The question this time is whether White can mate. He has the telltale combination of a rook and queen aimed at f7, suggesting a mating sequence that would start with Qxf7+. If Black plays his king to h8, White mates immediately with Qxg7 (a queen and rook on the seventh rank are fearsome). So Black is unlikely to do that, and will instead play RxQ. Carefully assess what comes next. White has two rooks on the d-file, so Rd8+ suggests itself. Black can reply either with the capture RxR or with the interposition Rf8:
(a) If Black plays RxR, White follows up immediately with RxR+, getting mileage out of his doubled rooks. Now Black would be forced to interpose with Rf8. This might look secure, but when you see that the f8 rook would be defended just by its king you should think about ways to drive the king back, as with Bc4+. This forces Kh8, and now RxR is checkmate.

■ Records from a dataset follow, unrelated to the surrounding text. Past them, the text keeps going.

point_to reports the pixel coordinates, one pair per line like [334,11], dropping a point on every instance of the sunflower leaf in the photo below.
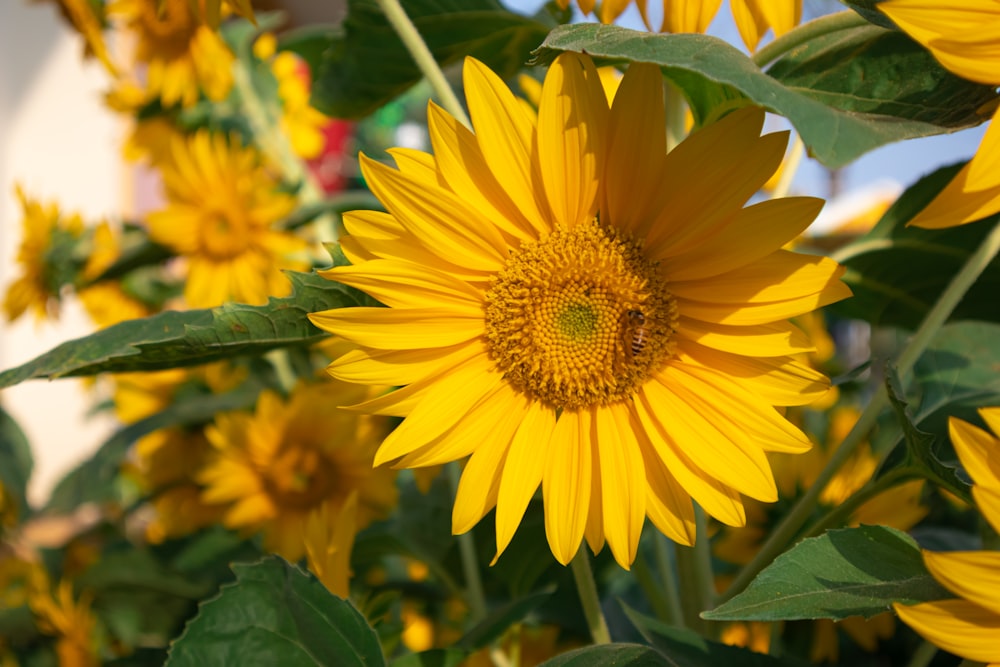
[686,648]
[367,65]
[846,572]
[276,614]
[897,272]
[186,338]
[610,655]
[839,118]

(b) If Black instead replies to Rd8+ by interposing with Rf8 right away, however, the analysis is crucially different. Black still has two rooks on the back rank and White has no effective way to use his two rooks against them. He still can use his bishop to push Black’s king to h8, but then RxRf8 is met by Black with RxRf8. So the mate fails, and the initial move Qxf7+ should not be played.

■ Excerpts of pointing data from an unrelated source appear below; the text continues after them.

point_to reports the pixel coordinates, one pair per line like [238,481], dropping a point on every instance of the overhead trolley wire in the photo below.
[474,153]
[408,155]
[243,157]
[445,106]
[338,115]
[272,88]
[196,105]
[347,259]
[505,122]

The important moral is to be careful in thinking through each of your opponent’s possible replies. If any of them work you mustn’t go forward in hopes that he will make a mistake. Assume he will play his best move. Keeping all the possible replies straight can be tricky, of course, but when your moves are checks it is less difficult. Just be thorough then in asking whether he has a capture, or an interposition, or must move his king—for those are his only three options in reply.